The Supreme Court directive of 1997 clearly and unambiguously provides an answer to the question ‘What is sexual harassment?’ As defined in the Supreme Court guidelines (Vishaka vs. State of Rajasthan, August 1997), sexual harassment includes such unwelcome sexually determined behaviour as:
- Physical contact
- A demand or request for sexual favours
- Sexually coloured remarks
- Showing pornography
- Any other unwelcome physical, verbal or non-verbal conduct of a sexual nature, for example, leering, telling dirty jokes, making sexual remarks about a person’s body, etc.
The Sexual Harassment of Women at Workplace (Prevention, Prohibition and Redressal) Act, 2013 defines what constitutes an act of sexual harassment in the workplace. Section 3 (2) states that:
“Sec. 3 (2) The following circumstances, among other circumstances, if it occurs or is present in relation to or connected with any act or behaviour of sexual harassment may amount to sexual harassment:—
(i) Implied or explicit promise of preferential treatment in her employment: or
(ii) The implied or explicit threat of detrimental treatment in her employment; or
(iii) The implied or explicit threat about her present or future employment status: or
(iv) Interference with her work, creating an intimidating, offensive, or hostile work environment for her; or
(v) Humiliating treatment likely to affect her health or safety.”
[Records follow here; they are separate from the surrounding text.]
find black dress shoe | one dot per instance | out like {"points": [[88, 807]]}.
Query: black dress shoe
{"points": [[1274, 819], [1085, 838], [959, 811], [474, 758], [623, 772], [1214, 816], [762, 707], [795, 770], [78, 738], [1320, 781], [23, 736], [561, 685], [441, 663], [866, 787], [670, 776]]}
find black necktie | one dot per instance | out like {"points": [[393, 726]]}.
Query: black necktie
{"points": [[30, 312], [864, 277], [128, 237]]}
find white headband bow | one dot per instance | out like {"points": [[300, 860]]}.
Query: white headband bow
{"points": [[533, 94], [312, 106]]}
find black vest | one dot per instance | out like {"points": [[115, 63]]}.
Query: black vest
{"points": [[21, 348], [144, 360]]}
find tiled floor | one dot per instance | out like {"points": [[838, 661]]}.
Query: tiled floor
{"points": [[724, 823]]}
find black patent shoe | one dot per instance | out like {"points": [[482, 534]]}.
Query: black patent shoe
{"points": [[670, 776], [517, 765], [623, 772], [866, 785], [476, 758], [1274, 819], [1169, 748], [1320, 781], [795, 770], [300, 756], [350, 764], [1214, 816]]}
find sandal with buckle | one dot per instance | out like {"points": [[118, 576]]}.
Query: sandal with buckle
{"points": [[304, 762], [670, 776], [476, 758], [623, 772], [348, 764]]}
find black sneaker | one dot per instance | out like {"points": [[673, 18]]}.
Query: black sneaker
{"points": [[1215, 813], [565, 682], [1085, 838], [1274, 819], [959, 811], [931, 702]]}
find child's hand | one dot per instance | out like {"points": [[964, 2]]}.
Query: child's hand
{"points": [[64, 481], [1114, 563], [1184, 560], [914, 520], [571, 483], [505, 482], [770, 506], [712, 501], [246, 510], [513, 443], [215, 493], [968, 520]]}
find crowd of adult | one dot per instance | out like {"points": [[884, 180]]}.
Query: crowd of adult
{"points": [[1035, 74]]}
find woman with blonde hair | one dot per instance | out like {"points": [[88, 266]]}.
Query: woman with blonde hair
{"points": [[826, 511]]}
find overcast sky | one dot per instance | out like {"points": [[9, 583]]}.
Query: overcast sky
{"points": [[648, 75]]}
While the “workplace” in the Vishaka Guidelines is confined to the traditional office set-up where there is a clear employer-employee relationship, the Act goes much further to include organisations, department, office, branch unit etc. in the public and private sector, organized and unorganized, hospitals, nursing homes, educational institutions, sports institutes, stadiums, sports complex and any place visited by the employee during the course of employment including the transportation. Even non-traditional workplaces, which involve telecommuting, will be covered under this law. TYPES OF PATENTS
The term ‘employee’ (Sec. 2f)includes regular, temporary, ad hoc, daily wage employees and persons who are working on a voluntary basis i.e. without remuneration. The term also includes contract workers, probationers, and trainees. The Act defines “aggrieved woman” (Sec. 2a) to mean:
- In relation to a workplace, a woman, of any age whether employed or not, who alleges to have been subjected to any act of sexual harassment by the respondent;
- In relation to a dwelling place or house, a woman of any age who is employed in such a dwelling place or house.
The issue of sexual harassment needs understanding, assessment, sensitivity and commitment from all quarters but mostly from the senior managerial authority as their commitment and action can achieve the aim of prevention and effective resolution of sexual harassment at workplace and a gender friendly, discrimination-free workplace. The law will come in handy only when the people are sensitized about the implications of this problem. The victim has to be aware of their right to fight back. In the modern world, gender equality has to be consciously implemented. Harassment of any kind is not to be accepted. Mute acceptance is not the answer, gender sensitisation is.